Chromosomes have an intrinsic tendency to segregate into compartments, forming long-distance contacts between loci of similar chromatin states. However, how genome compartmentalization is regulated remains elusive. We analyzed two closely and developmentally related pluripotent cell types: ground-state ESCs that have an open and active chromatin and developmentally advanced ESCs that display a more closed and repressed state. We show that these two ESC types differ in their regulation of genome organization due to their differential dependency on TIP5, a component of the chromatin remodeling complex NoRC. We show that TIP5 interacts on ESC chromatin with SNF2H, DNA topoisomerase 2A (TOP2A) and cohesin.

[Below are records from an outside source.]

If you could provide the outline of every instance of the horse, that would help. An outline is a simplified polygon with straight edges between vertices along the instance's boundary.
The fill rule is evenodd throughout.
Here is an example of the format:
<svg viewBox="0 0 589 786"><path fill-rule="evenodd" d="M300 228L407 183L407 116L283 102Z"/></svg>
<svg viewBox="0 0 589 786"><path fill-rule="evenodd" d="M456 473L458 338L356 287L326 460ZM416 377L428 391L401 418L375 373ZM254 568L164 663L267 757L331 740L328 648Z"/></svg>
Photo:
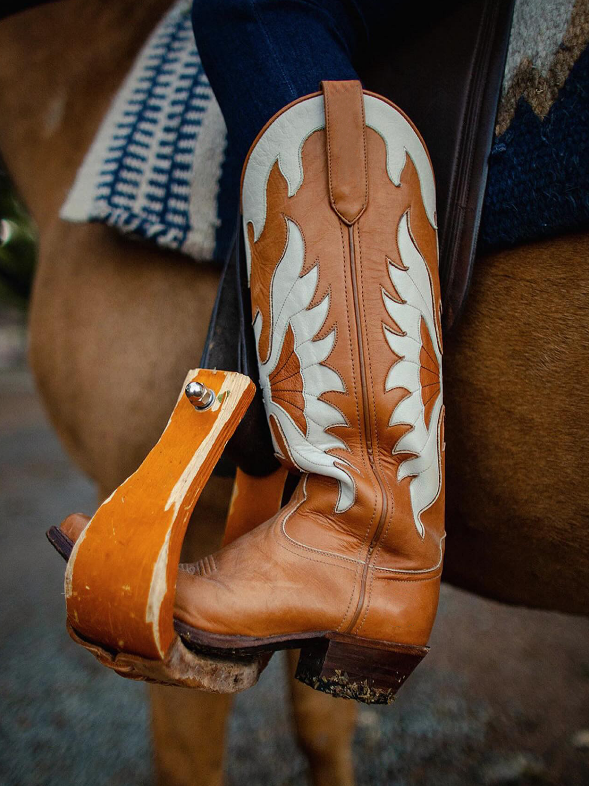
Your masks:
<svg viewBox="0 0 589 786"><path fill-rule="evenodd" d="M200 354L219 277L211 265L58 218L170 4L61 0L0 23L0 149L40 236L30 363L51 422L103 498L161 433ZM587 255L589 233L576 233L477 259L444 342L444 578L579 614L589 611ZM228 479L209 482L183 560L218 545L230 492ZM353 783L353 704L291 684L313 783ZM160 686L150 695L159 781L221 783L229 698Z"/></svg>

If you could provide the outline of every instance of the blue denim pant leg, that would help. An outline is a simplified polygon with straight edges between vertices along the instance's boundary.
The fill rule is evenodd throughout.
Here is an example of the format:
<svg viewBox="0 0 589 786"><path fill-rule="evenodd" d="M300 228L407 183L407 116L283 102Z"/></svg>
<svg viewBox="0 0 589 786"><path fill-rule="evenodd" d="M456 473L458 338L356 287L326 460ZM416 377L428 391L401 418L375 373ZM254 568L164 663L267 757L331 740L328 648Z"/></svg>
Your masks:
<svg viewBox="0 0 589 786"><path fill-rule="evenodd" d="M357 79L354 54L365 37L349 0L194 0L203 65L242 162L256 134L321 79Z"/></svg>

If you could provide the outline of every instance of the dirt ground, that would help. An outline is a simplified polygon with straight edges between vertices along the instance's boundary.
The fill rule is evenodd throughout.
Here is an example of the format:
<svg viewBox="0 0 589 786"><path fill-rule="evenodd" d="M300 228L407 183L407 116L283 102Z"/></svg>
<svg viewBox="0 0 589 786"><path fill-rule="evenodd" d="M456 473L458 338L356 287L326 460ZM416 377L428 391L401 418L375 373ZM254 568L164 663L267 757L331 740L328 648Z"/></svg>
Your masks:
<svg viewBox="0 0 589 786"><path fill-rule="evenodd" d="M91 512L94 490L47 424L11 329L0 320L0 784L145 786L144 687L70 641L64 564L44 536ZM277 696L276 657L236 702L231 786L307 782ZM589 620L444 587L430 654L393 706L360 709L355 762L360 784L587 786Z"/></svg>

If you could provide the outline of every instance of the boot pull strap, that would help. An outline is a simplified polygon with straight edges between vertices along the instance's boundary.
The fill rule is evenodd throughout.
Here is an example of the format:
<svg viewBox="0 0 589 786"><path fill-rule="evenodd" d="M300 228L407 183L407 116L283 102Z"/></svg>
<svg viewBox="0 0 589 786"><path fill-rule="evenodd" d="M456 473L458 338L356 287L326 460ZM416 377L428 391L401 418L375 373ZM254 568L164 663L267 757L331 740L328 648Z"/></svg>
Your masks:
<svg viewBox="0 0 589 786"><path fill-rule="evenodd" d="M368 201L364 101L360 82L322 82L325 101L329 196L346 224L355 223Z"/></svg>

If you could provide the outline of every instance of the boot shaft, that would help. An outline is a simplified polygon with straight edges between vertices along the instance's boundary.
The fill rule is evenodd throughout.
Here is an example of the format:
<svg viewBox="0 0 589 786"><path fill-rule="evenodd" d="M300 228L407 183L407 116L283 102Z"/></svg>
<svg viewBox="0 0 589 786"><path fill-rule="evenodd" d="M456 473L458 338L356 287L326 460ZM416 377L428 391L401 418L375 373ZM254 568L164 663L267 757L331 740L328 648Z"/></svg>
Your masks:
<svg viewBox="0 0 589 786"><path fill-rule="evenodd" d="M274 446L308 473L308 515L327 513L338 552L343 538L383 570L437 571L444 411L431 163L393 105L359 83L322 90L270 121L243 170Z"/></svg>

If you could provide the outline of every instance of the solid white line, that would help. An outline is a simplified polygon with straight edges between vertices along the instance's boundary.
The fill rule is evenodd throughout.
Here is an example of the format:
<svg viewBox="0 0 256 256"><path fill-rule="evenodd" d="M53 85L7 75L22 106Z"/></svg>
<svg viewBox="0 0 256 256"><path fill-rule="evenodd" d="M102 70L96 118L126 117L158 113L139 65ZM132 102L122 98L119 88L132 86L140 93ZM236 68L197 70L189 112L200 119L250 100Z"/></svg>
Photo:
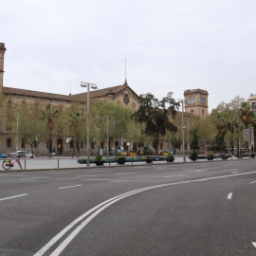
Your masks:
<svg viewBox="0 0 256 256"><path fill-rule="evenodd" d="M182 175L169 175L169 176L161 176L161 177L181 177L181 176L185 176L185 174L182 174Z"/></svg>
<svg viewBox="0 0 256 256"><path fill-rule="evenodd" d="M20 196L25 196L25 195L27 195L27 193L23 193L23 194L18 194L18 195L10 196L10 197L2 198L2 199L0 199L0 201L4 201L4 200L8 200L8 199L12 199L12 198L20 197Z"/></svg>
<svg viewBox="0 0 256 256"><path fill-rule="evenodd" d="M122 179L122 180L112 180L112 181L109 181L109 182L122 182L122 181L130 181L130 180L124 180L124 179Z"/></svg>
<svg viewBox="0 0 256 256"><path fill-rule="evenodd" d="M82 186L82 185L74 185L74 186L62 187L62 188L58 188L58 190L68 189L68 188L74 188L74 187L80 187L80 186Z"/></svg>
<svg viewBox="0 0 256 256"><path fill-rule="evenodd" d="M179 182L173 182L173 183L167 183L167 184L160 184L155 185L152 187L142 188L139 190L132 191L126 193L122 193L120 195L118 195L116 197L110 198L100 205L94 207L93 209L89 210L82 215L81 215L79 218L74 220L72 223L70 223L67 227L65 227L61 232L59 232L55 237L53 237L45 247L43 247L34 256L42 256L45 254L57 241L59 241L69 229L71 229L76 224L78 224L80 221L84 219L87 215L91 214L93 211L95 211L93 214L91 214L87 219L85 219L81 225L79 225L73 232L53 251L51 256L58 256L60 253L67 247L67 245L72 241L72 239L81 231L84 226L89 223L95 216L97 216L101 211L102 211L105 208L108 206L114 204L115 202L126 197L130 196L132 194L141 192L148 190L157 189L157 188L163 188L167 186L174 186L174 185L180 185L180 184L187 184L187 183L192 183L192 182L201 182L201 181L207 181L207 180L213 180L213 179L219 179L219 178L226 178L226 177L233 177L233 176L241 176L241 175L247 175L247 174L256 174L256 171L250 172L250 173L244 173L244 174L228 174L223 176L215 176L215 177L209 177L209 178L201 178L201 179L195 179L195 180L188 180L188 181L179 181Z"/></svg>
<svg viewBox="0 0 256 256"><path fill-rule="evenodd" d="M138 174L139 173L125 173L125 174L116 174L116 175L126 175L126 174Z"/></svg>
<svg viewBox="0 0 256 256"><path fill-rule="evenodd" d="M77 176L77 177L95 177L95 176L98 176L98 174L92 174L92 175L80 175L80 176Z"/></svg>
<svg viewBox="0 0 256 256"><path fill-rule="evenodd" d="M233 193L232 192L229 192L229 195L228 195L228 199L231 199L232 198L232 195L233 195Z"/></svg>

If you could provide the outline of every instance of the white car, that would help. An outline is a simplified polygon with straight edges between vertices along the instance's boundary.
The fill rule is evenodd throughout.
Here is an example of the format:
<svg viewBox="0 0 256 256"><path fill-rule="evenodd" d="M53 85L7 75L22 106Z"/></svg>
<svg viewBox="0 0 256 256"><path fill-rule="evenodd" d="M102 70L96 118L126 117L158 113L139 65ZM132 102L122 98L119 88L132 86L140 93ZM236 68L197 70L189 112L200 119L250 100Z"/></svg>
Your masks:
<svg viewBox="0 0 256 256"><path fill-rule="evenodd" d="M21 157L33 158L35 157L35 155L33 155L32 154L27 151L15 151L15 152L10 153L10 157L11 158L21 158Z"/></svg>

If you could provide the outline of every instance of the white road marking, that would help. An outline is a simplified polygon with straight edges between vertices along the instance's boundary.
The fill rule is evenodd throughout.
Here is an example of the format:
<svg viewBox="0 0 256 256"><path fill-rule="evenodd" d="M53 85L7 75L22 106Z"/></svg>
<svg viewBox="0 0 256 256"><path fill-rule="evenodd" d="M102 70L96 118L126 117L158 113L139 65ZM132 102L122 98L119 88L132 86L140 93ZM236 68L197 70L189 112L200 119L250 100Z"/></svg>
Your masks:
<svg viewBox="0 0 256 256"><path fill-rule="evenodd" d="M162 177L181 177L184 176L185 174L182 175L169 175L169 176L162 176Z"/></svg>
<svg viewBox="0 0 256 256"><path fill-rule="evenodd" d="M214 180L219 178L226 178L226 177L234 177L234 176L241 176L247 174L256 174L256 171L250 173L244 173L244 174L228 174L223 176L215 176L215 177L209 177L209 178L201 178L195 180L188 180L188 181L179 181L179 182L173 182L167 184L160 184L152 187L146 187L139 190L135 190L129 192L125 192L119 194L116 197L112 197L100 205L94 207L93 209L89 210L88 211L84 212L79 218L74 220L70 223L67 227L65 227L60 233L58 233L55 237L53 237L45 247L43 247L34 256L42 256L45 254L57 241L59 241L69 229L71 229L75 225L77 225L80 221L83 220L87 215L91 214L89 217L83 220L64 241L63 243L50 254L51 256L58 256L62 251L67 247L67 245L76 237L76 235L92 220L94 219L100 212L101 212L104 209L111 206L112 204L136 193L142 192L149 190L154 190L157 188L163 188L168 186L174 186L174 185L181 185L192 182L202 182L207 180Z"/></svg>
<svg viewBox="0 0 256 256"><path fill-rule="evenodd" d="M51 173L51 174L71 174L71 173Z"/></svg>
<svg viewBox="0 0 256 256"><path fill-rule="evenodd" d="M232 195L233 195L233 193L232 192L229 192L229 195L228 195L228 199L230 200L232 198Z"/></svg>
<svg viewBox="0 0 256 256"><path fill-rule="evenodd" d="M126 175L126 174L139 174L139 173L116 174L116 175Z"/></svg>
<svg viewBox="0 0 256 256"><path fill-rule="evenodd" d="M112 181L109 181L109 182L123 182L123 181L127 182L127 181L130 181L130 180L122 179L122 180L112 180Z"/></svg>
<svg viewBox="0 0 256 256"><path fill-rule="evenodd" d="M226 169L224 172L238 171L238 169Z"/></svg>
<svg viewBox="0 0 256 256"><path fill-rule="evenodd" d="M38 179L38 178L49 178L49 177L25 177L25 178L19 178L19 179Z"/></svg>
<svg viewBox="0 0 256 256"><path fill-rule="evenodd" d="M75 188L75 187L81 187L81 186L82 186L82 185L67 186L67 187L58 188L58 190L69 189L69 188Z"/></svg>
<svg viewBox="0 0 256 256"><path fill-rule="evenodd" d="M92 171L92 172L88 172L88 174L91 173L108 173L109 171Z"/></svg>
<svg viewBox="0 0 256 256"><path fill-rule="evenodd" d="M4 200L8 200L8 199L13 199L13 198L20 197L20 196L25 196L25 195L27 195L27 193L23 193L23 194L10 196L10 197L2 198L2 199L0 199L0 201L4 201Z"/></svg>
<svg viewBox="0 0 256 256"><path fill-rule="evenodd" d="M77 177L95 177L98 176L98 174L92 174L92 175L79 175Z"/></svg>

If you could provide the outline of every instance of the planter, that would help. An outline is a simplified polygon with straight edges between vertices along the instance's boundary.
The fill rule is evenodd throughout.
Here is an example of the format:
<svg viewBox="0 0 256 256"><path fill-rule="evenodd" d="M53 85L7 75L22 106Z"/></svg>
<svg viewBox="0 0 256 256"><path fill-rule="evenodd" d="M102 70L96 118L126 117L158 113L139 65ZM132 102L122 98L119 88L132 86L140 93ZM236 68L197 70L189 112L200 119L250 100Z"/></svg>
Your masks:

TIP5 associates with sub-domains within the active A compartment that strongly intersect through long-range contacts in ESCs. We found that only ground-state chromatin requires TIP5 to limit the invasion of active domains into repressive compartments. Depletion of TIP5 increased chromatin accessibility particularly at B compartments and decreased their repressive features. Furthermore, TIP5 acts as a barrier for the repressive H3K27me3 spreading, a process that also requires TOP2A activity. Finally, ground-state ESCs require TIP5 for growth, differentiation capacity, and correct expression of developmental genes. Our results revealed the propensity of open and active chromatin domains to invade repressive domains, an action counteracted by chromatin remodeling and the relief of chromatin torsional stress. This effort in controlling open/active chromatin domains is required to establish active and repressed genome partitioning and preserves cell function and identity.